Sin embargo, lo más aterrador de esta grabación lo encuentro no en ella, sino en el efecto que tiene en muchas personas, que rara vez se manifiesta públicamente, pero que se expresa ampliamente en la privacidad: la convicción de que el tormento es un recurso legítimo en el combate a la delincuencia. Esta concepción se expresa en el rechazo a que los derechos humanos sean reconocidos a presuntos criminales y se extiende a la aprobación de linchamientos y del ejercicio de la justicia por propia mano.
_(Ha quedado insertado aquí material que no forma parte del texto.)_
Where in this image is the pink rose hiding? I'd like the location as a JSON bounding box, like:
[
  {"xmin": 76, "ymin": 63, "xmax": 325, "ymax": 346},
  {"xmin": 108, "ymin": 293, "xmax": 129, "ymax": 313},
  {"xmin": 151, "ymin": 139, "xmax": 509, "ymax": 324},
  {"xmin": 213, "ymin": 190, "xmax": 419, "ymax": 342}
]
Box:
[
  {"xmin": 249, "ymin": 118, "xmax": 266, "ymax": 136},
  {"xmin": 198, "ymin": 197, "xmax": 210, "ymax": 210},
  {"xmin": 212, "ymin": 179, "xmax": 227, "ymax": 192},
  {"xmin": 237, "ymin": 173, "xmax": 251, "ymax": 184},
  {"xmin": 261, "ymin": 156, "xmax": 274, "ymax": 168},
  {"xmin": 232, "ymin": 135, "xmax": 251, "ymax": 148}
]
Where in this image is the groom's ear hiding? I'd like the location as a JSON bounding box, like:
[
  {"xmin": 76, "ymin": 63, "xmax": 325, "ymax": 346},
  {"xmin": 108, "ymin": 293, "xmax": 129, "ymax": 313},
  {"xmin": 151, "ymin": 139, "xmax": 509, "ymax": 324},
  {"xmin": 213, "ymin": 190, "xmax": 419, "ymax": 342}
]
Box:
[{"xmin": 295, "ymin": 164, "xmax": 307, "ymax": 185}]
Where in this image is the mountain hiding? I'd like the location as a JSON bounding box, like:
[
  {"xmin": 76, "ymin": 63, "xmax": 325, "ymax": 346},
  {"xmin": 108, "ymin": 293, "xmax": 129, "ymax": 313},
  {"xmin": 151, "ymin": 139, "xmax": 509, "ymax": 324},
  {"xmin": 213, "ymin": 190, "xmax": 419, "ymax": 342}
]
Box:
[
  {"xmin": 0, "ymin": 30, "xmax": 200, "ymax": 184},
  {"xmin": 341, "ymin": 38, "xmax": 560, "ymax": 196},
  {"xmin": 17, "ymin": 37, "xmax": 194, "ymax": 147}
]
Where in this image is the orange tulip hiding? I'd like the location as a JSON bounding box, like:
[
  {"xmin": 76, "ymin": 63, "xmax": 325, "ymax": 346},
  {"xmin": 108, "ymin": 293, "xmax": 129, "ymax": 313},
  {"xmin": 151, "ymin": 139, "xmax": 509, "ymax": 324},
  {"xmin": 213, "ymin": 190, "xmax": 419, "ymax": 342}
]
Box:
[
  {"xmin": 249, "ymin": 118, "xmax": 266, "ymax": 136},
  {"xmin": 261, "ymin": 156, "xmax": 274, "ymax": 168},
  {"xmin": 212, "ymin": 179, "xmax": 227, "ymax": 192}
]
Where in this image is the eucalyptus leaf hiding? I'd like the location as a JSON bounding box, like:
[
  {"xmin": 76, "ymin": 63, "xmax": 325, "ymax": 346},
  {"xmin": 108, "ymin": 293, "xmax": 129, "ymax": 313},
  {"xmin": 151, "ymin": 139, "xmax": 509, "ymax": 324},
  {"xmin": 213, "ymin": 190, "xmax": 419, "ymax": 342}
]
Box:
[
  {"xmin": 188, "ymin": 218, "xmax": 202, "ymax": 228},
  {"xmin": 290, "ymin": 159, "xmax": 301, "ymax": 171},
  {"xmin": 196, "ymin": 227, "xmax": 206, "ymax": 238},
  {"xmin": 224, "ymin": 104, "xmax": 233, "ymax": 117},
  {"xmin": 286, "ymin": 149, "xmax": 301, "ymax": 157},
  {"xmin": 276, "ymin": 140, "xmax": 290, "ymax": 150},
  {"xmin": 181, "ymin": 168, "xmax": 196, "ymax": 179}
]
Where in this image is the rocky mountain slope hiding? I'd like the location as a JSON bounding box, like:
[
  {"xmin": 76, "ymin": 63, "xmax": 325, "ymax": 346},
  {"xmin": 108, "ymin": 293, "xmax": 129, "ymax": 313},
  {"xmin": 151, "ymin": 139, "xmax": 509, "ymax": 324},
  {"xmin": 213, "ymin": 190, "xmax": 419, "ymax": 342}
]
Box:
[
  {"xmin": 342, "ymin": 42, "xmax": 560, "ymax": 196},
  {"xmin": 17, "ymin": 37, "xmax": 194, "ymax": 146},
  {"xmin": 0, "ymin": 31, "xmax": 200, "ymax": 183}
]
La filmografía norteamericana, con especial fuerza después de los atentados de 2001, genera, industrial y sistemáticamente, argumentos de legitimación de la tortura y el asesinato: se despelleja a un secuestrador para que revele el sitio donde esconde a la linda niña güera, se asesina a un deficiente mental psicópata porque esos de los derechos humanos no permiten que se le ejecute o se celebra la violación rutinaria de encarcelados por delitos sexuales. El mensaje se reproduce incesante desde las más tiernas películas infantiles. Estas inverosímiles imágenes dan refugio emocional a los agobiados por la impunidad de la delincuencia, y les ofrecen una solución lógica, simple y eficaz para acabar con aquéllos.

La realidad, sin embargo, es mucho más dura que la imaginación. Más allá de su inaceptabilidad ética, la tortura y otras violaciones de los derechos humanos se ejecutan, fuera de las fantasías de Hollywood, en la inevitable incertidumbre. Su víctima puede ser culpable de lo que se le acusa. O no. El torturador puede buscar el fin superior de la justicia. O un chivo expiatorio. La confesión existirá. Que sea cierta es otra cosa.

Cuando aceptamos la tortura nos hacemos parte de un mecanismo de abuso criminal cuya sola existencia es una vergüenza social.